Diselimuti Debu dan Cuaca Ekstrim, Gunung Sumbing Tetap mempesona

Wonosobo – Jawa Tengah, cuaca ekstrim saat ini sedang melanda hampir di sebagian wilayah Indonesia mengakibatkan banyak terjadi kebakaran hutan. Namun ada pula kebakaran hutan disebabkan oleh tangan tangan jahil manusia. Seperti kebakaran yang terjadi di gunung Bromo beberapa waktu lalu. Dampak dari kebakaran hutan banyak gunung yang sementara ditutup dari berbagai kegiatan.

Dari sekian banyak gunung di pulau Jawa yang sementara ditutup dari aktivitas pendakian, tidak dengan gunung Sumbing, gunung tertinggi kedua di Jawa Tengah dengan ketinggian 3371 MDPL ini aktivitas pendakian dari semua jalur dibuka, baik dari wilayah Temanggung, Wonosobo atau Magelang.

Bacaan Lainnya

Namun ditengah cuaca panas yang ekstrim ini persiapan harus lebih dimatangkan. Hal ini seperti yang penulis alami ketika sedang mendaki gunung Sumbing beberapa hari lalu. Bagi kalangan pendaki sudah paham akan jalur pendakian gunung sumbing yang memang di dominasi oleh tanah merah. Namun akibat kemarau yang panjang tanah merah yang padat berubah menjadi berdebu. Tebalnya debu bisa sedalam lima centimeter jika terpijak oleh sepatu.

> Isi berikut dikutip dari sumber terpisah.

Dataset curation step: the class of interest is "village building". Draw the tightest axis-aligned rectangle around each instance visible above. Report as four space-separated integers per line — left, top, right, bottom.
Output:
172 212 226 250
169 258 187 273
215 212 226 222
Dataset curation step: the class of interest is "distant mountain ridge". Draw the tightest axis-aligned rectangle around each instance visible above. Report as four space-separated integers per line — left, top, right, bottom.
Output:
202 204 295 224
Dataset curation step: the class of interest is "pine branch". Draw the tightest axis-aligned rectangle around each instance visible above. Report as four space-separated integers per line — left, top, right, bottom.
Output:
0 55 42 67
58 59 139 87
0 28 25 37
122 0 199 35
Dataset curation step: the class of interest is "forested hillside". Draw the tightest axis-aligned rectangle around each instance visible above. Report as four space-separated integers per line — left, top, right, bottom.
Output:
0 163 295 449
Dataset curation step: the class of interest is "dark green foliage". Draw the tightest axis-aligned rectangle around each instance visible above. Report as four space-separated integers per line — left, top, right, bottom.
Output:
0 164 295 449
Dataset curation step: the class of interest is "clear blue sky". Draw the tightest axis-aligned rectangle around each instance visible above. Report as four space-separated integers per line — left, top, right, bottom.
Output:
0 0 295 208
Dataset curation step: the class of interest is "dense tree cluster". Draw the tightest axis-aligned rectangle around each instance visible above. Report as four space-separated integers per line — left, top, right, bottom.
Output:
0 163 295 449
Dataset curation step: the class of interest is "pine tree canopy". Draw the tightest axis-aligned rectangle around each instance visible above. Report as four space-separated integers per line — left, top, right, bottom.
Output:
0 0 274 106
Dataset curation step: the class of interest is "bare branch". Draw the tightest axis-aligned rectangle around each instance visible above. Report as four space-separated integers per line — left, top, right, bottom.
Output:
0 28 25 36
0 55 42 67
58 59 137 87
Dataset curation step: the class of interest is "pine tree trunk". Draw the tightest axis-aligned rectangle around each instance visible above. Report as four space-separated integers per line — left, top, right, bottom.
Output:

Debu akan bertebangan jika tanah kita pijak, mengakibatkan mengganggu pandangan juga pernapasan, apalagi jika berpapasan dengan pendaki yang hendak turun, debu akan berterbangan menutup pandangan serta juga akan membuat batuk bagi pendaki lain yang tidak siap dengan kondisi jalur.

Disarankan untuk saat ini jika ingin mendaki gunung Sumbing bawalah masker atau penutup hidung untuk mengantisipasi debu yang berterbangan, memang serba sulit kondisi yang akan dihadapi oleh pendaki, berjalan sambil menggunakan masker akan membuat sulit bernafas, namun jika tidak menggunakan akan mengakibatkan sesak nafas dan batuk. Selain itu bawa pulalah krim pelembab anti panas matahari karena memang matahari yang bersinar sangat menyengat kulit.

(Baca juga: Berburu Matahari ke Puncak Sindoro)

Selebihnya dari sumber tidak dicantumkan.